Было около девяти часов вечера.

Герцог Жорж, пообедав вместе с сыном, с довольно озабоченным видом ушел к себе в кабинет. Сев у камина, он позвонил.

В комнату сейчас же вошел лакей.

— Фердинанд, — сказал сенатор, — я жду одного человека, он явится, вероятно, между девятью и десятью часами. Его имя Тефер. Скажите швейцару, чтобы его проводили ко мне тотчас же.

— Слушаюсь, герцог.

— Где вечерние газеты?

— На письменном столе.

— Хорошо.

Лакей ушел, герцог сел к письменному столу и стал читать газеты, но скоро бросил.

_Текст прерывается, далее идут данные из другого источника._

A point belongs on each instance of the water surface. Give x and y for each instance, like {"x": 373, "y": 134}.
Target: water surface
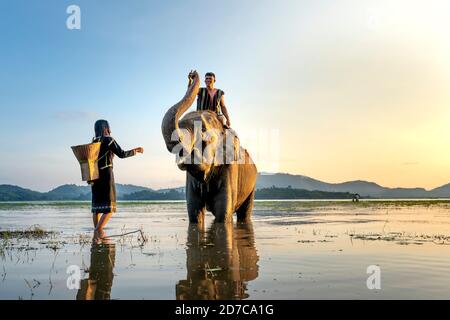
{"x": 291, "y": 250}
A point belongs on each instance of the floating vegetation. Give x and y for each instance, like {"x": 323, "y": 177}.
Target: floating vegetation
{"x": 403, "y": 238}
{"x": 33, "y": 233}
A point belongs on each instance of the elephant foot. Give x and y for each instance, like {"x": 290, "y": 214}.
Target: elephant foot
{"x": 226, "y": 218}
{"x": 198, "y": 218}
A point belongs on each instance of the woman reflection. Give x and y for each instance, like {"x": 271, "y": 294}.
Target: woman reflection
{"x": 98, "y": 285}
{"x": 219, "y": 262}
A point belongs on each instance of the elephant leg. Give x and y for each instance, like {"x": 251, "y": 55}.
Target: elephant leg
{"x": 195, "y": 205}
{"x": 244, "y": 213}
{"x": 223, "y": 209}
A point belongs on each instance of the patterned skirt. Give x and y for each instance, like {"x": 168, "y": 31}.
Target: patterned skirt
{"x": 104, "y": 192}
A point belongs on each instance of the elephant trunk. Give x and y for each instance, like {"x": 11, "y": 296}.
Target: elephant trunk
{"x": 172, "y": 116}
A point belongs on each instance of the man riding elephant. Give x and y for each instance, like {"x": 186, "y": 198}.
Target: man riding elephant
{"x": 210, "y": 98}
{"x": 219, "y": 178}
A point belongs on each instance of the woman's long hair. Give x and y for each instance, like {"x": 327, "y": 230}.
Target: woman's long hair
{"x": 99, "y": 128}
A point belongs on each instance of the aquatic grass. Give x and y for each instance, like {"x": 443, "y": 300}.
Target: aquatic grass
{"x": 34, "y": 232}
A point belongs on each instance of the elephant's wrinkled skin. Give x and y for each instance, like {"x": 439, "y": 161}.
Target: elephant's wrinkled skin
{"x": 220, "y": 188}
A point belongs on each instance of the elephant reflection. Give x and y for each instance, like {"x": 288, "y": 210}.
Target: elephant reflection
{"x": 98, "y": 285}
{"x": 219, "y": 262}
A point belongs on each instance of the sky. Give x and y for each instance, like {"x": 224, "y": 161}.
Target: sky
{"x": 334, "y": 90}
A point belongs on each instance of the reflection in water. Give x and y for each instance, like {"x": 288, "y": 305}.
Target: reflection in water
{"x": 219, "y": 262}
{"x": 98, "y": 285}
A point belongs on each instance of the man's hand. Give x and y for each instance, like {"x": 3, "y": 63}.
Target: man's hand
{"x": 191, "y": 76}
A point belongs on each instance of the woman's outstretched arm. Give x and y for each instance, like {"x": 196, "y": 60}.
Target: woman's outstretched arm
{"x": 118, "y": 151}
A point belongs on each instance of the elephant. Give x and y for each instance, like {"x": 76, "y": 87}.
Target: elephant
{"x": 220, "y": 262}
{"x": 204, "y": 147}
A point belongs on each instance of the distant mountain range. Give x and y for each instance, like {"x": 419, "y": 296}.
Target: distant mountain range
{"x": 363, "y": 188}
{"x": 269, "y": 186}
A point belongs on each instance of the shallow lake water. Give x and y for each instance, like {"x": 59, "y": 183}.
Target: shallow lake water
{"x": 291, "y": 250}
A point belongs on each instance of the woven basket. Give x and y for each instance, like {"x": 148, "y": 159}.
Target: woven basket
{"x": 87, "y": 156}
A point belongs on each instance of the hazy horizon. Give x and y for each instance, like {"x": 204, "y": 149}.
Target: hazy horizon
{"x": 356, "y": 90}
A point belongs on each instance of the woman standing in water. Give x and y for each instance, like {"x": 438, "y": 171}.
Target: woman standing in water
{"x": 103, "y": 188}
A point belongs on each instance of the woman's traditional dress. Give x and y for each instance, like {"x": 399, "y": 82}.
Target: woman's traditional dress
{"x": 104, "y": 189}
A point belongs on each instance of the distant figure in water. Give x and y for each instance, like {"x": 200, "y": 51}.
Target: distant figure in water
{"x": 104, "y": 189}
{"x": 212, "y": 99}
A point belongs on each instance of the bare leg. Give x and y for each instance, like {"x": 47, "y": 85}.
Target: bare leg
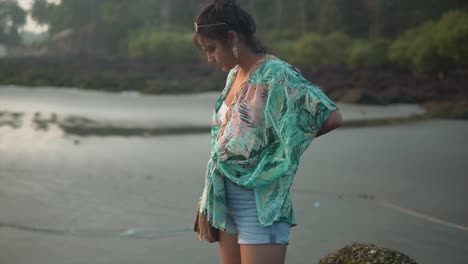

Очевидно, его беспокоили мрачные мысли: губы слегка шевелились, произнося какие-то слова.

«Ужасное прошлое! Проклятое прошлое! — говорил себе сенатор. — Я, герцог де Латур-Водье, стоявший так высоко по своему имени, богатству и влиянию, должен постоянно бояться… Я многим пожертвовал, чтобы получить титул и состояние, которое доставило мне так мало счастья!… Какой злой гений толкал меня к преступлению?… Клодия! Клодия! Ты — демон с ангельским лицом, сделавший из меня раба, ты воспользовалась моей слабостью, чтобы превратить меня в мошенника и убийцу! Клодия! Если я еще жив и свободен, то обязан этим только случаю или, лучше сказать, чуду!…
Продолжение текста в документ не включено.